Problem Definition: Insurance Support Ticket Classifier

Note: The problem definition, data, and labels used in this example were synthetically generated by Claude 3 Opus

In the insurance industry, customer support plays a crucial role in ensuring client satisfaction and retention. Insurance companies receive a high volume of support tickets daily, covering a wide range of topics such as billing, policy administration, claims assistance, and more. Manually categorizing these tickets can be time-consuming and inefficient, leading to longer response times and potentially impacting customer experience.

Category Definitions

  1. Billing Inquiries
  • Questions about invoices, charges, fees, and premiums
  • Requests for clarification on billing statements
  • Inquiries about payment methods and due dates
  1. Policy Administration
  • Requests for policy changes, updates, or cancellations
  • Questions about policy renewals and reinstatements
  • Inquiries about adding or removing coverage options
  1. Claims Assistance
  • Questions about the claims process and filing procedures
  • Requests for help with submitting claim documentation
  • Inquiries about claim status and payout timelines
  1. Coverage Explanations
  • Questions about what is covered under specific policy types
  • Requests for clarification on coverage limits and exclusions
  • Inquiries about deductibles and out-of-pocket expenses
  1. Quotes and Proposals
  • Requests for new policy quotes and price comparisons
  • Questions about available discounts and bundling options
  • Inquiries about switching from another insurer
  1. Account Management
  • Requests for login credentials or password resets
  • Questions about online account features and functionality
  • Inquiries about updating contact or personal information
  1. Billing Disputes
  • Complaints about unexpected or incorrect charges
  • Requests for refunds or premium adjustments
  • Inquiries about late fees or collection notices
  1. Claims Disputes
  • Complaints about denied or underpaid claims
  • Requests for reconsideration of claim decisions
  • Inquiries about appealing a claim outcome
  1. Policy Comparisons
  • Questions about the differences between policy options
  • Requests for help deciding between coverage levels
  • Inquiries about how policies compare to competitors' offerings
  1. General Inquiries
  • Questions about company contact information or hours of operation
  • Requests for general information about products or services
  • Inquiries that don't fit neatly into other categories

Loading and Preparing the Data

Now that we've defined our problem and categories, let's load the labeled training and test data.
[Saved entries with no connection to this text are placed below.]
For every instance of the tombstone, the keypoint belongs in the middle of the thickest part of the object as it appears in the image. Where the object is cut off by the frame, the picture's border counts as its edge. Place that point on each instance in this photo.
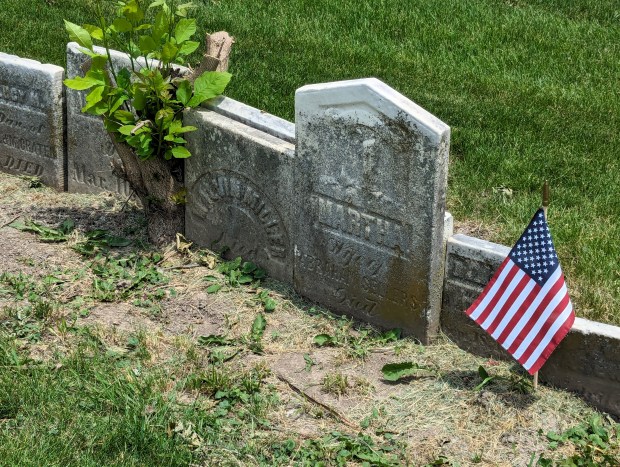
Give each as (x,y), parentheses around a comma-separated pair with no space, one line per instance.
(239,191)
(370,183)
(32,120)
(90,149)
We'll read the TSV files, convert them into a structured format, and prepare our test set for evaluation.

The training data contains 68 labeled examples that we'll use for retrieval-augmented generation (RAG) later. The test set also contains 68 examples that we'll use to evaluate our classification approaches.

We will use the following datasets:

  • ./data/test.tsv
  • ./data/train.tsv
python
import pandas as pd
 
data = {
    "train": [],
    "test": [],
}
 
 
# Helper function to convert a DataFrame to a list of dictionaries
def dataframe_to_dict_list(df):
    return df.apply(lambda x: {"text": x["text"], "label": x["label"]}, axis=1).tolist()
 
 
# Read the TSV file into a DataFrame
test_df = pd.read_csv("./data/test.tsv", sep="\t")
data["test"] = dataframe_to_dict_list(test_df)
 
train_df = pd.read_csv("./data/train.tsv", sep="\t")
data["train"] = dataframe_to_dict_list(train_df)
 
 
# Understand the labels in the dataset
labels = list(set(train_df["label"].unique()))
 
# Print the first training example and the number of training examples
print(data["train"][0], len(data["train"]))
 
# Create the test set
X_test = [example["text"] for example in data["test"]]
y_test = [example["label"] for example in data["test"]]
 
# Print the length of the test set
print(len(X_test), len(y_test))
{'text': 'I just got my auto policy renewal bill and the cost seems to be more than what I usually pay. Could you explain the reason for the increase?', 'label': 'Billing Inquiries'} 68
68 68

Evaluation Framework

Before we build our classifiers, let's set up an evaluation framework to measure their performance. We'll create two key functions:

  1. evaluate(X, y, classifier, batch_size): Runs your classifier on all test examples using concurrent execution for speed, then calculates accuracy metrics and generates a confusion matrix. The batch_size parameter controls how many concurrent API requests to make.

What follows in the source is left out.